Kegiatan diawali dengan sesi pengenalan mata pelajaran PLH, meliputi tujuan pembelajaran, ruang lingkup materi, serta pentingnya peran setiap individu dalam menjaga kelestarian lingkungan. Siswa diajak memahami bahwa kepedulian terhadap alam tidak hanya dipelajari secara teori, tetapi juga harus diwujudkan melalui kebiasaan sehari-hari.

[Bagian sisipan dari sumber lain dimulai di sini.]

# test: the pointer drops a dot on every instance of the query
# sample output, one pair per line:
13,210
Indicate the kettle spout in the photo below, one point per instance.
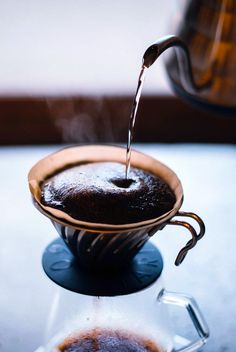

Setelah mendapatkan pengantar materi, siswa melaksanakan kegiatan pengamatan lingkungan di sekitar sekolah. Mereka mengamati berbagai kondisi lingkungan, seperti kebersihan area sekolah, keberadaan tanaman, pengelolaan sampah, serta berbagai potensi yang dapat dikembangkan untuk menciptakan lingkungan belajar yang lebih hijau, bersih, dan nyaman.
Melalui kegiatan observasi ini, siswa belajar mengidentifikasi kondisi lingkungan secara langsung sekaligus melatih kemampuan berpikir kritis dalam menemukan berbagai permasalahan dan solusi sederhana yang dapat dilakukan bersama. Pembelajaran di luar kelas juga memberikan pengalaman belajar yang lebih menyenangkan karena siswa dapat berinteraksi langsung dengan alam.
Kegiatan ini sejalan dengan karakter pembelajaran di SMP Sahabat Alam yang mengedepankan pengalaman nyata (experiential learning), sehingga peserta didik tidak hanya memperoleh pengetahuan, tetapi juga menumbuhkan rasa tanggung jawab terhadap lingkungan sekitar.
Diharapkan melalui mata pelajaran Pendidikan Lingkungan Hidup, siswa kelas VII dapat membangun kesadaran ekologis sejak dini, memiliki kepedulian terhadap alam, serta mampu menjadi generasi yang berperan aktif dalam menjaga kelestarian lingkungan demi masa depan yang lebih baik.
“Dari alam kita belajar, bersama alam kita bertumbuh, dan untuk alam kita berkarya.”